Renata tem 15 anos e retorna em consulta para checar exames, desacompanhada. Atualmente, está no primeiro ano do ensino médio, trabalha como menor aprendiz e tem bom desempenho escolar e no trabalho. Desde os 8 anos, Renata tem diagnóstico de tireoidite de Hashimoto e faz uso de levotiroxina, com acompanhamentos regulares para manejo da dose do medicamento. Na consulta atual, está sem queixas, e o resultado dos seus exames aponta bom controle medicamentoso do hipotireoidismo. Na avaliação clínica, não há achados anormais. Respeitando o código de ética médica e o estatuto da criança e do adolescente, qual é a conduta apropriada?

Alternativas

  1. A) A paciente deve ser orientada em relação ao resultado de seus exames e sobre a adequação do tratamento, mas, por ser menor de idade, não pode se responsabilizar pelo recebimento das informações e deve ser orientada a solicitar que um maior de idade responsável venha retirar a receita dos medicamentos.
  2. B) Por ser menor de idade desacompanhada, a consulta não deve ser realizada, e a paciente deve ser orientada a retornar acompanhada de um maior de idade responsável que possa receber os resultados de exames e a receita dos medicamentos.
  3. C) A paciente só pode ser orientada, receber os resultados de exame e a receita dos medicamentos desacompanhada de um maior responsável, se o médico que a atende é o pediatra que realiza a puericultura de rotina e já a conhece desde o diagnóstico.
  4. D) A paciente pode ser orientada quanto aos exames e receber sua receita de medicamentos desacompanhada, desde que o médico que realiza a consulta observe que ela tem discernimento para entender as orientações.
  5. E) A paciente pode ser orientada quanto aos exames e receber sua receita de medicamentos desacompanhada, porém, após a consulta, é necessário entrar em contato com um maior de idade responsável para confirmar as orientações dadas.

Pérola Clínica

Adolescente com discernimento pode ser atendido e receber orientações/receitas desacompanhado, respeitando autonomia e sigilo.

Resumo-Chave

O Código de Ética Médica e o ECA permitem que adolescentes com capacidade de discernimento sejam atendidos e recebam informações e prescrições sem a presença dos pais ou responsáveis, desde que o médico avalie essa capacidade. A autonomia progressiva do adolescente é um princípio fundamental.

Contexto Educacional

A questão da autonomia do adolescente na consulta médica é um tema relevante na prática clínica, especialmente para residentes. O Código de Ética Médica e o Estatuto da Criança e do Adolescente (ECA) fornecem as diretrizes para a conduta apropriada, visando proteger os direitos do menor e garantir o sigilo. O ponto central é a avaliação do discernimento do adolescente pelo médico. Se o adolescente demonstra capacidade de compreender as informações, os riscos e benefícios, e as implicações de suas decisões, ele pode ser atendido, orientado e receber prescrições desacompanhado. Isso respeita o princípio da autonomia progressiva. É fundamental que o médico documente a avaliação do discernimento. Em situações de risco ou falta de discernimento, a comunicação com os responsáveis é necessária, sempre buscando o melhor interesse do paciente. A conduta ética prioriza a relação médico-paciente e a proteção do menor.

Perguntas Frequentes

Quando um adolescente pode ser atendido desacompanhado?

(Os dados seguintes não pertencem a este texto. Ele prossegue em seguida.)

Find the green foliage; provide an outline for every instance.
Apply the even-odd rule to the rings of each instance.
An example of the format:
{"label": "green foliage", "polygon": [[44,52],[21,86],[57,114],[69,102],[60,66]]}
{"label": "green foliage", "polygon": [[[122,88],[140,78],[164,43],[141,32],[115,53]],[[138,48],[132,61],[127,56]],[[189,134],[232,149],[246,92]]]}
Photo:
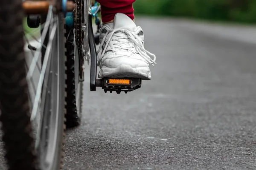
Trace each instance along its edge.
{"label": "green foliage", "polygon": [[137,0],[135,14],[256,23],[255,0]]}

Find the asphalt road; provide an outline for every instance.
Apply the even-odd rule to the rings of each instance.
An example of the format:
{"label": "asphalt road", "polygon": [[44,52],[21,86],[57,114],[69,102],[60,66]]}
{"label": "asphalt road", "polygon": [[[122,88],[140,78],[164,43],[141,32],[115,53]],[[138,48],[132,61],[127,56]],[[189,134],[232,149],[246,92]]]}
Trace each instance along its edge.
{"label": "asphalt road", "polygon": [[136,20],[157,55],[152,79],[126,94],[90,92],[87,67],[64,169],[256,169],[255,28]]}

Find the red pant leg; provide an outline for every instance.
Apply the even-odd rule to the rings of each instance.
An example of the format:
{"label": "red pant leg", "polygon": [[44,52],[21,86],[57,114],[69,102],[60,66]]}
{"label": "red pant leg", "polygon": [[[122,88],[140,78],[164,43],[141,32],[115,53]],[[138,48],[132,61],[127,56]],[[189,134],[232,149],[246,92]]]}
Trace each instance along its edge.
{"label": "red pant leg", "polygon": [[132,4],[136,0],[98,0],[101,6],[102,22],[106,23],[113,20],[117,13],[126,14],[134,19]]}

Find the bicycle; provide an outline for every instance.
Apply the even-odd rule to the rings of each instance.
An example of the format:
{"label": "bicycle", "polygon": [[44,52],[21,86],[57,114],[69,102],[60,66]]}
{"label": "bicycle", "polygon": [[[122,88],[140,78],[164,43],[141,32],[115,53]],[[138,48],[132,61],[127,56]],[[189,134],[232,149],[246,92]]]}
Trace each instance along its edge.
{"label": "bicycle", "polygon": [[[90,63],[90,91],[99,87],[106,93],[127,93],[141,86],[140,79],[96,79],[100,6],[91,4],[0,0],[0,122],[9,170],[62,169],[66,118],[81,116],[85,61]],[[40,28],[36,45],[24,35],[25,14],[29,27]],[[28,63],[25,42],[33,56]]]}

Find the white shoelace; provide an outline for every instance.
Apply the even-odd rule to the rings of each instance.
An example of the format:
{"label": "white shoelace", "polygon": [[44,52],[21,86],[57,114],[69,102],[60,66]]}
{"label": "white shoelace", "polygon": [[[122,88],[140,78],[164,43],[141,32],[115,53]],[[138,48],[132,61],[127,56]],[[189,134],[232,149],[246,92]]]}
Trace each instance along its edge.
{"label": "white shoelace", "polygon": [[[142,43],[138,40],[137,35],[134,32],[124,29],[116,28],[110,29],[106,33],[106,35],[105,35],[102,40],[102,42],[105,41],[108,35],[110,34],[111,32],[111,34],[109,40],[108,41],[107,43],[106,43],[104,49],[103,50],[102,50],[102,47],[104,44],[104,43],[102,43],[97,52],[99,57],[97,64],[98,66],[99,65],[99,63],[106,52],[108,45],[108,44],[111,40],[112,40],[118,41],[118,43],[114,44],[114,45],[117,46],[115,47],[115,48],[118,48],[118,50],[117,50],[125,49],[130,51],[132,52],[135,53],[135,52],[134,51],[134,50],[132,50],[131,49],[131,48],[135,48],[136,51],[146,61],[148,62],[149,63],[151,64],[153,66],[154,66],[154,63],[157,64],[155,62],[156,60],[156,56],[148,51],[144,48]],[[115,36],[117,37],[116,39],[114,40],[112,39],[114,34],[115,34]],[[123,35],[124,34],[125,35]],[[134,44],[134,47],[129,45],[131,41]],[[101,51],[102,51],[102,53],[100,54],[100,57],[99,57],[99,54]],[[153,60],[151,59],[152,57],[153,58]]]}

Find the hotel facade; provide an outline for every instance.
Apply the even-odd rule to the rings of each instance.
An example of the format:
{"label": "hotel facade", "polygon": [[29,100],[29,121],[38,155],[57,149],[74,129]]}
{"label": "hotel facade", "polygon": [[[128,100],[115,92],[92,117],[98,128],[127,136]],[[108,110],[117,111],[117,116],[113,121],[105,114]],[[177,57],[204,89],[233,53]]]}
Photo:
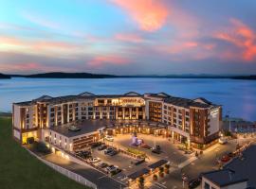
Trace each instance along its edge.
{"label": "hotel facade", "polygon": [[[12,109],[13,137],[21,144],[32,137],[68,151],[97,142],[106,129],[110,134],[159,131],[157,135],[205,146],[218,138],[222,118],[222,107],[205,98],[186,99],[165,93],[44,95],[14,103]],[[72,127],[80,130],[71,130]]]}

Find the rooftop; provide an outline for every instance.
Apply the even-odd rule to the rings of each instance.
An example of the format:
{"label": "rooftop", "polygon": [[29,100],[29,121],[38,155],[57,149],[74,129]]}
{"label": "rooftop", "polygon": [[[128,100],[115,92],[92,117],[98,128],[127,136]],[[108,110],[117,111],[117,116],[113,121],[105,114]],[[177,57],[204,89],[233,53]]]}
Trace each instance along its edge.
{"label": "rooftop", "polygon": [[[90,132],[97,131],[99,129],[102,128],[116,128],[119,126],[128,126],[128,125],[145,125],[147,127],[151,128],[165,128],[165,124],[159,124],[155,122],[151,121],[138,121],[138,120],[83,120],[79,121],[77,123],[68,123],[58,127],[52,127],[50,128],[51,130],[56,131],[62,135],[64,135],[66,137],[75,137]],[[72,131],[68,129],[70,127],[76,127],[80,129],[79,130]]]}

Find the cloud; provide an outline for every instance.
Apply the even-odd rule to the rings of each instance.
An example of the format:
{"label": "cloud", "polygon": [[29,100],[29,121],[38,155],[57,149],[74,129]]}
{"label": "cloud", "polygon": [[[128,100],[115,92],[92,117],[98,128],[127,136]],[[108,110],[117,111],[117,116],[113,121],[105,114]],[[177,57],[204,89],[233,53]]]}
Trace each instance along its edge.
{"label": "cloud", "polygon": [[[256,58],[256,33],[243,22],[230,19],[230,26],[226,31],[217,32],[215,37],[219,40],[234,44],[240,49],[240,59],[251,61]],[[226,58],[237,57],[238,52],[226,52]]]}
{"label": "cloud", "polygon": [[126,58],[119,57],[119,56],[107,55],[107,56],[95,57],[91,60],[89,60],[89,62],[86,63],[86,65],[89,68],[100,68],[107,64],[124,65],[128,62],[129,60]]}
{"label": "cloud", "polygon": [[127,11],[140,29],[155,31],[166,23],[169,9],[159,0],[111,0]]}
{"label": "cloud", "polygon": [[51,20],[43,18],[42,16],[31,14],[31,13],[24,13],[23,17],[29,21],[30,23],[33,23],[35,25],[38,25],[43,27],[47,27],[50,29],[59,29],[60,25],[58,23],[55,23]]}
{"label": "cloud", "polygon": [[137,34],[123,34],[123,33],[116,34],[115,39],[128,43],[141,43],[144,41],[140,36]]}

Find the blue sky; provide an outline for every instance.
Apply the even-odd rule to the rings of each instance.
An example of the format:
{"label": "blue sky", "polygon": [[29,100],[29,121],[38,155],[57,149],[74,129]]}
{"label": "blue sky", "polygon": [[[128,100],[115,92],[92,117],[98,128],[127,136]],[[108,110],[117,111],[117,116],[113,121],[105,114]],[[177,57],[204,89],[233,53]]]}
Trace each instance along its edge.
{"label": "blue sky", "polygon": [[0,0],[0,72],[256,74],[254,0]]}

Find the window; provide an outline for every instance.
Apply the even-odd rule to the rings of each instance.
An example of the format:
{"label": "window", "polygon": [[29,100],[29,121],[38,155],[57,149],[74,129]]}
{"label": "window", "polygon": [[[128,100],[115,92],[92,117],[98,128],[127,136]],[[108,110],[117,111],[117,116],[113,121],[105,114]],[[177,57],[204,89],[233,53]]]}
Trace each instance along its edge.
{"label": "window", "polygon": [[204,189],[210,189],[209,183],[205,182],[205,187],[204,187]]}

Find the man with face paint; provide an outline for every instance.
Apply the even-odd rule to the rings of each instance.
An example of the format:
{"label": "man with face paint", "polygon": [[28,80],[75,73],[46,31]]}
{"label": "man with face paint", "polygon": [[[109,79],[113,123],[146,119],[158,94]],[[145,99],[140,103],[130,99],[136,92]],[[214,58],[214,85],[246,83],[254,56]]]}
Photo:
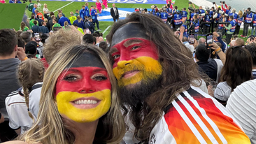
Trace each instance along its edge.
{"label": "man with face paint", "polygon": [[198,88],[191,52],[161,19],[133,13],[114,24],[108,41],[129,127],[126,143],[250,143],[225,108]]}
{"label": "man with face paint", "polygon": [[102,61],[85,52],[63,71],[56,84],[59,113],[77,122],[92,122],[111,106],[111,84]]}

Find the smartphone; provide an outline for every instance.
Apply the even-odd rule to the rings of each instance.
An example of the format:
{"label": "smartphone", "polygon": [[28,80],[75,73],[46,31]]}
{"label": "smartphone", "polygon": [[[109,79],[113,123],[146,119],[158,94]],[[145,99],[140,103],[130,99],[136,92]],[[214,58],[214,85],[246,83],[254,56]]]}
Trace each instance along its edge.
{"label": "smartphone", "polygon": [[194,44],[194,34],[190,34],[189,37],[188,37],[188,43],[191,43],[191,44]]}
{"label": "smartphone", "polygon": [[86,34],[90,34],[90,29],[86,29],[85,32],[86,32]]}
{"label": "smartphone", "polygon": [[206,34],[206,45],[208,46],[209,45],[213,44],[213,34],[209,33]]}
{"label": "smartphone", "polygon": [[35,41],[40,41],[40,36],[39,33],[35,33]]}

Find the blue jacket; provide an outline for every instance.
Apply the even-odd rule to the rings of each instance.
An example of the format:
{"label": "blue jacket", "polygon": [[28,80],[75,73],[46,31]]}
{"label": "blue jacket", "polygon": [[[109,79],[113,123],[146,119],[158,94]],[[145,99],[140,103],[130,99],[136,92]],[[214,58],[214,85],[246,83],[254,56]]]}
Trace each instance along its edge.
{"label": "blue jacket", "polygon": [[91,31],[91,34],[94,33],[95,31],[94,25],[92,22],[85,22],[85,29],[89,29],[90,31]]}
{"label": "blue jacket", "polygon": [[45,26],[39,27],[38,31],[39,31],[39,32],[42,32],[42,33],[44,33],[44,34],[49,33],[48,28],[47,28]]}
{"label": "blue jacket", "polygon": [[92,10],[91,15],[92,15],[92,19],[97,20],[97,15],[95,15],[95,13],[97,13],[97,10],[94,10],[94,9]]}
{"label": "blue jacket", "polygon": [[79,11],[79,15],[80,15],[80,17],[81,18],[83,18],[83,20],[85,20],[85,16],[86,16],[86,10],[85,9],[81,9],[80,11]]}
{"label": "blue jacket", "polygon": [[69,19],[68,19],[68,18],[66,18],[66,17],[60,17],[60,19],[59,19],[59,24],[61,25],[61,26],[64,26],[64,22],[65,21],[68,21],[68,22],[69,22],[69,25],[71,25],[71,24],[70,23],[70,20],[69,20]]}
{"label": "blue jacket", "polygon": [[77,24],[78,27],[83,29],[83,30],[85,29],[85,24],[83,23],[83,20],[81,20],[81,22],[79,23],[78,20],[76,20],[73,21],[73,24]]}
{"label": "blue jacket", "polygon": [[87,6],[85,6],[85,15],[87,16],[87,17],[90,17],[89,8]]}
{"label": "blue jacket", "polygon": [[31,28],[34,33],[38,33],[39,32],[39,26],[34,25]]}

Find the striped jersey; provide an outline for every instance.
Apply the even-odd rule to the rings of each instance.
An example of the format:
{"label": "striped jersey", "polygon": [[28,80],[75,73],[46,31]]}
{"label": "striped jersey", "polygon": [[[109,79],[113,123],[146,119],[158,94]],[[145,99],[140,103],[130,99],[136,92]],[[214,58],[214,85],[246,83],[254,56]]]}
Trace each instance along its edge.
{"label": "striped jersey", "polygon": [[[129,131],[123,138],[136,143]],[[130,129],[131,128],[131,129]],[[129,133],[128,133],[129,132]],[[135,143],[134,143],[135,142]],[[250,143],[249,138],[230,113],[198,87],[177,94],[151,131],[150,144]]]}
{"label": "striped jersey", "polygon": [[152,129],[149,143],[250,143],[222,104],[192,87],[177,95]]}

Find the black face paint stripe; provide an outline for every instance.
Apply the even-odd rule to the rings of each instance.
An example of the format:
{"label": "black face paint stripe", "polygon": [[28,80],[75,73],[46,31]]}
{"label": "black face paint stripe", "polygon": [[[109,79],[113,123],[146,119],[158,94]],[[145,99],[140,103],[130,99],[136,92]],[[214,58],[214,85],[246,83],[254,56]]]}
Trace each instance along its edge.
{"label": "black face paint stripe", "polygon": [[149,39],[143,27],[139,23],[129,23],[119,28],[114,34],[111,47],[129,38]]}
{"label": "black face paint stripe", "polygon": [[106,69],[99,56],[88,52],[83,53],[80,57],[71,61],[66,69],[90,66]]}

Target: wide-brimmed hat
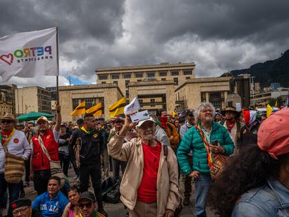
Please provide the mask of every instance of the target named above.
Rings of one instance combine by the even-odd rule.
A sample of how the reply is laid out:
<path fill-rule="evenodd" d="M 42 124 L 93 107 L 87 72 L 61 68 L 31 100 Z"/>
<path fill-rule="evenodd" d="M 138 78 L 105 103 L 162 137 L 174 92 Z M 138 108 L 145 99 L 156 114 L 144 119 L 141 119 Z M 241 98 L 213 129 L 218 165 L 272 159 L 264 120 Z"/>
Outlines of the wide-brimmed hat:
<path fill-rule="evenodd" d="M 45 122 L 49 123 L 49 121 L 48 121 L 47 118 L 46 117 L 44 117 L 44 116 L 40 116 L 40 117 L 37 119 L 36 123 L 37 123 L 37 124 L 38 124 L 38 122 L 39 122 L 40 121 L 45 121 Z"/>
<path fill-rule="evenodd" d="M 225 109 L 225 110 L 223 110 L 221 112 L 221 114 L 222 114 L 223 116 L 225 116 L 225 112 L 231 112 L 235 114 L 235 118 L 238 118 L 241 115 L 241 112 L 238 112 L 236 110 L 236 108 L 234 106 L 227 106 Z"/>
<path fill-rule="evenodd" d="M 13 121 L 13 122 L 17 122 L 17 121 L 18 121 L 18 120 L 17 120 L 17 119 L 16 119 L 14 117 L 13 114 L 12 114 L 11 113 L 6 113 L 6 114 L 4 115 L 4 117 L 3 117 L 3 118 L 0 119 L 0 120 L 1 120 L 1 121 L 4 121 L 4 120 L 10 120 L 10 121 Z"/>

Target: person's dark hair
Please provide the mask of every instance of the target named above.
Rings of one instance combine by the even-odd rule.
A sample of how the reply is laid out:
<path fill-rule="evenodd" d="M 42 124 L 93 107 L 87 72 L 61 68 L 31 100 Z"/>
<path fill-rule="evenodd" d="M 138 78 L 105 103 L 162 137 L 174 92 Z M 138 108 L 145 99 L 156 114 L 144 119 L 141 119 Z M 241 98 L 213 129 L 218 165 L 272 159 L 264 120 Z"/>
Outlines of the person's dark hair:
<path fill-rule="evenodd" d="M 288 157 L 286 154 L 274 160 L 256 144 L 244 147 L 228 162 L 221 178 L 214 182 L 208 205 L 216 214 L 231 216 L 236 201 L 243 193 L 265 185 L 267 179 L 279 178 L 281 166 Z"/>
<path fill-rule="evenodd" d="M 165 112 L 165 110 L 157 110 L 156 112 L 156 117 L 161 117 L 161 112 Z"/>
<path fill-rule="evenodd" d="M 84 117 L 83 117 L 83 119 L 85 120 L 85 119 L 91 117 L 94 117 L 94 116 L 93 114 L 84 114 Z"/>
<path fill-rule="evenodd" d="M 70 192 L 70 191 L 71 191 L 71 190 L 74 190 L 74 191 L 75 191 L 75 192 L 77 192 L 77 193 L 78 193 L 78 194 L 80 194 L 80 188 L 77 187 L 77 185 L 73 185 L 73 186 L 72 186 L 68 190 L 67 190 L 67 195 L 68 195 L 68 193 Z M 71 207 L 69 208 L 70 209 L 73 209 L 73 208 L 74 208 L 74 205 L 72 204 L 72 203 L 71 203 Z"/>
<path fill-rule="evenodd" d="M 61 183 L 61 181 L 60 180 L 60 178 L 57 177 L 50 177 L 49 179 L 48 179 L 48 182 L 50 180 L 52 180 L 52 179 L 57 181 L 57 183 L 58 183 L 59 185 L 60 185 L 60 184 Z"/>

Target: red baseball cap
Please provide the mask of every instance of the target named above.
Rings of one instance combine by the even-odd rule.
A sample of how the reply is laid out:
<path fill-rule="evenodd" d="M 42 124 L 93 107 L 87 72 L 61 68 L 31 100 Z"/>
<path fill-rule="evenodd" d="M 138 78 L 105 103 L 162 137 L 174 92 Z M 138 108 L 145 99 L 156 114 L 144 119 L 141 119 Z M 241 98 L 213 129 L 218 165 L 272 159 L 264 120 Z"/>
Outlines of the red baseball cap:
<path fill-rule="evenodd" d="M 258 146 L 275 160 L 289 153 L 289 109 L 285 108 L 269 116 L 258 132 Z"/>

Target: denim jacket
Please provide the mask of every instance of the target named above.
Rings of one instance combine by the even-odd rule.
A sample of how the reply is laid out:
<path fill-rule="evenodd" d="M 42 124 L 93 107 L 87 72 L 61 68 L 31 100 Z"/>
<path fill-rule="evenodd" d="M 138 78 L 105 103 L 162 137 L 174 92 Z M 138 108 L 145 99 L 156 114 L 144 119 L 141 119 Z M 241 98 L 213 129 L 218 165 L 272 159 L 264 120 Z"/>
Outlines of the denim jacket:
<path fill-rule="evenodd" d="M 289 189 L 276 180 L 268 180 L 262 187 L 241 196 L 232 217 L 289 216 Z"/>

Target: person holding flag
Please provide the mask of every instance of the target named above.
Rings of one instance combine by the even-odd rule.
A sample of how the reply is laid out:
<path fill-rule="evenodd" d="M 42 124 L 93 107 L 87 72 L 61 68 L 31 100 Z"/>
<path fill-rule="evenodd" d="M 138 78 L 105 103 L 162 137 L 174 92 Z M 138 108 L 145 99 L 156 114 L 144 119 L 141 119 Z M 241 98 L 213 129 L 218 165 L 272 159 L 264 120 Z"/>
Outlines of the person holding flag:
<path fill-rule="evenodd" d="M 103 139 L 96 128 L 96 121 L 92 114 L 86 114 L 84 117 L 84 125 L 72 135 L 71 149 L 80 145 L 80 191 L 88 190 L 89 177 L 91 178 L 94 194 L 98 203 L 98 211 L 107 216 L 103 209 L 101 198 L 101 162 L 103 155 Z M 72 158 L 75 158 L 74 152 Z"/>

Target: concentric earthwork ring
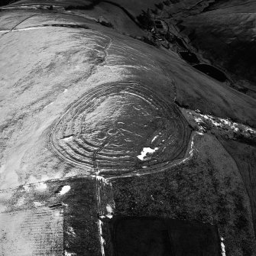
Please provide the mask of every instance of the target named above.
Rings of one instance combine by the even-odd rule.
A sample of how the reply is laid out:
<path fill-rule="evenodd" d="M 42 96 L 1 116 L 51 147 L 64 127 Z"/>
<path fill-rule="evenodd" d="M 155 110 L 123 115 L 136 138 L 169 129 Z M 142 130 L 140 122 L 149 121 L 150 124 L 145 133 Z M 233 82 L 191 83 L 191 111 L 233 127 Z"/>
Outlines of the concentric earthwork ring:
<path fill-rule="evenodd" d="M 107 83 L 68 108 L 50 144 L 73 165 L 115 175 L 182 158 L 190 133 L 176 105 L 147 86 Z"/>

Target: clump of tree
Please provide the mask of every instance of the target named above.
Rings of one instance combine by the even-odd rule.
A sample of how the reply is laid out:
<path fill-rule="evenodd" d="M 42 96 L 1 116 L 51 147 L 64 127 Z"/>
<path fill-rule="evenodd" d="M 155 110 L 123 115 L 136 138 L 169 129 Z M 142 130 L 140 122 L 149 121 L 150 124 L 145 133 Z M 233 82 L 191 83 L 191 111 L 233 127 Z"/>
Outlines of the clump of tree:
<path fill-rule="evenodd" d="M 164 9 L 164 4 L 162 2 L 160 2 L 159 4 L 155 4 L 154 5 L 160 10 Z"/>
<path fill-rule="evenodd" d="M 151 31 L 154 26 L 150 9 L 147 9 L 147 11 L 142 11 L 142 14 L 138 15 L 137 19 L 141 24 L 141 28 L 147 31 Z"/>

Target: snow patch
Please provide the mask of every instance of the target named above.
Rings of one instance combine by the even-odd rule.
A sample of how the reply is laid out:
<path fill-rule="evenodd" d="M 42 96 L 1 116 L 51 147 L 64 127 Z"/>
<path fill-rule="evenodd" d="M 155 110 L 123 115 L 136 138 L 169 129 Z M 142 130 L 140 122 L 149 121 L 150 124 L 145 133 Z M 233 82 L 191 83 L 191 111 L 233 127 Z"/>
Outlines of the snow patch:
<path fill-rule="evenodd" d="M 157 138 L 159 137 L 159 135 L 156 135 L 153 138 L 153 140 L 151 141 L 151 143 L 153 143 Z"/>
<path fill-rule="evenodd" d="M 69 137 L 63 138 L 62 140 L 66 142 L 69 142 L 69 141 L 73 141 L 73 138 L 74 136 L 69 136 Z"/>
<path fill-rule="evenodd" d="M 74 252 L 68 252 L 65 251 L 65 256 L 76 256 L 76 254 Z"/>
<path fill-rule="evenodd" d="M 68 193 L 71 189 L 71 186 L 70 185 L 63 186 L 61 189 L 61 190 L 58 193 L 59 195 L 64 195 L 66 193 Z"/>
<path fill-rule="evenodd" d="M 42 204 L 40 202 L 33 202 L 35 207 L 42 206 Z"/>
<path fill-rule="evenodd" d="M 222 256 L 225 256 L 225 245 L 224 245 L 224 238 L 222 237 L 220 238 L 221 243 L 220 245 L 222 247 Z"/>
<path fill-rule="evenodd" d="M 38 183 L 35 186 L 36 190 L 45 190 L 47 188 L 47 184 L 46 183 Z"/>
<path fill-rule="evenodd" d="M 142 150 L 142 151 L 141 151 L 141 154 L 138 155 L 138 156 L 137 156 L 137 157 L 143 161 L 147 154 L 152 154 L 159 147 L 154 147 L 154 149 L 151 148 L 151 147 L 144 147 L 143 150 Z"/>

Um adolescente pode ser atendido desacompanhado quando o médico avalia que ele possui discernimento para entender a situação, as informações e as condutas propostas, conforme o Código de Ética Médica e o ECA.

Qual o papel do discernimento na autonomia do adolescente?

O discernimento é crucial, pois permite ao médico reconhecer a capacidade do adolescente de tomar decisões informadas sobre sua saúde, garantindo sua autonomia progressiva e o sigilo médico.

O que o Estatuto da Criança e do Adolescente (ECA) diz sobre a autonomia?

O ECA, em conjunto com o Código de Ética Médica, reconhece a autonomia progressiva do adolescente, permitindo que ele participe ativamente das decisões sobre sua saúde, especialmente quando há discernimento.